Спектакль «Лиса и виноград», поставленный во второй редакции в 1967 году, очень отличался от того, что покорял зрителей в 1957-м. И вновь, как произошло это не только с «Идиотом», но и с «Мещанами», содержание спектакля под воздействием времени разительно изменилось. Эзопа играл Сергей Юрский и, конечно же, его герой был совсем не тот, что у Виталия Полицеймако. Литературовед Борис Бурсов отмечал, что финал спектакля поразительно напоминает финал «Горя от ума»; вопрос: «Где находится пропасть для порядочных людей?» многих заставлял припомнить фразу: «Пойду искать по свету, где оскорбленному есть чувству уголок…». Здесь, в этом обновленном спектакле, оказалось куда больше иронии, нежели героики, и теме разочарования был придан более острый вкус.

Это и был, наверное, тот новый способ борьбы, который избрал Георгий Александрович Товстоногов. Тем более что в том же году в институтском театре были поставлены «Люди и мыши» Дж. Стейнбека, а чуть позже — «Вестсайдская история» Л. Бернстайна и А. Лорентса: две совершенно разные пьесы о невозможности жизни в затхлом пространстве, о бесплодных попытках борьбы, об утере человеческого в человеке и об острой необходимости всеми возможными средствами это человеческое сохранять, цепляясь за него, словно за соломинку…

Для многих подобный «способ» означал компромисс или вообще отказ от борьбы. С позиций дня сегодняшнего мы вообще очень любим осуждать, порицать, отмечать ошибки и просчеты, забывая собственное ощущение тех давних времен, когда внимали книгам, фильмам, спектаклям как истинному откровению. В отношении Товстоногова — тем более соблазнительно порицать и осуждать, что он казался абсолютно неуязвимым, вызывая открытое раздражение и скрытую зависть слишком многих.

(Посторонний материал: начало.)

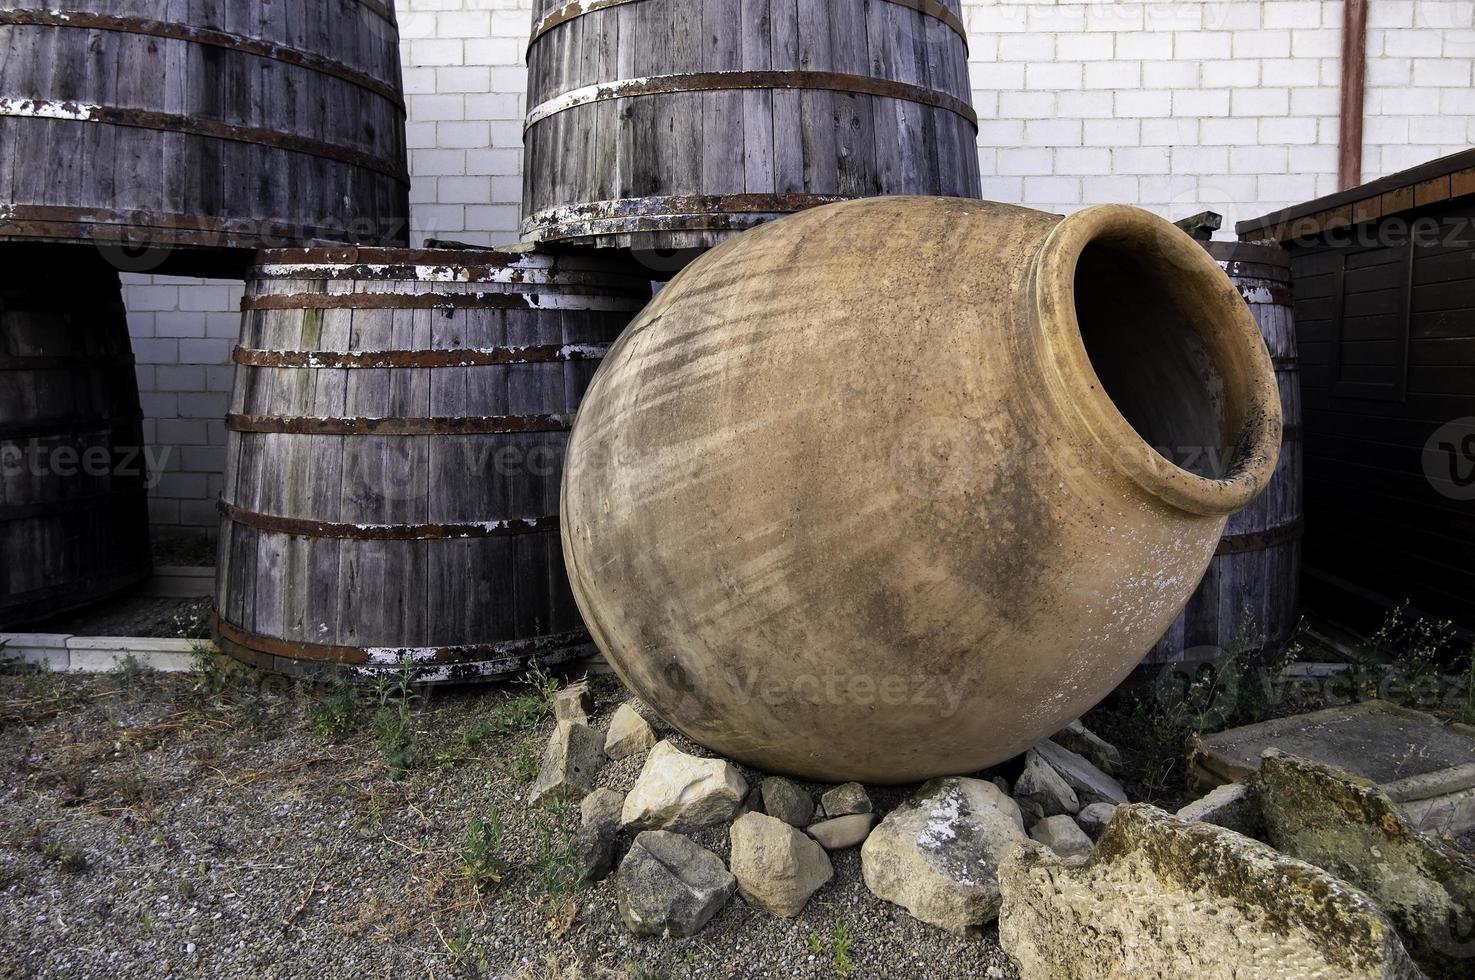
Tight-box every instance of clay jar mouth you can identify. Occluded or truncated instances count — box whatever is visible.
[1032,205,1282,518]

В опубликованном совсем недавно «Дневнике театрального чиновника» Л. Зотовой, театроведа, ученицы Б. Алперса, служившей в 60-х годах инспектором Управления театров Министерства культуры СССР, уже на первых страницах проскальзывает откровенно неприязненное отношение к Георгию Александровичу, противопоставление его театрального благополучия неблагополучным Анатолию Эфросу, Борису Львову-Анохину, Петру Фоменко, «…может, у меня предубеждение к Товстоногову как человеку мешает, но спектакль не дал того наслаждения, как когда-то “Варвары”» (речь идет о «Мещанах». — Н. С.).

Но постепенно (не без влияния Бориса Владимировича Алперса) интонация меняется: Алперс «в восторге от “Мещан”», и у Зотовой постепенно проходит «предубеждение» (хотя она и не говорит об этом), спектакли Товстоногова воспринимаются уже иначе. Но это — молодая женщина, в которой все еще сильны «ученические» порывы и любовь к своему учителю. А другие?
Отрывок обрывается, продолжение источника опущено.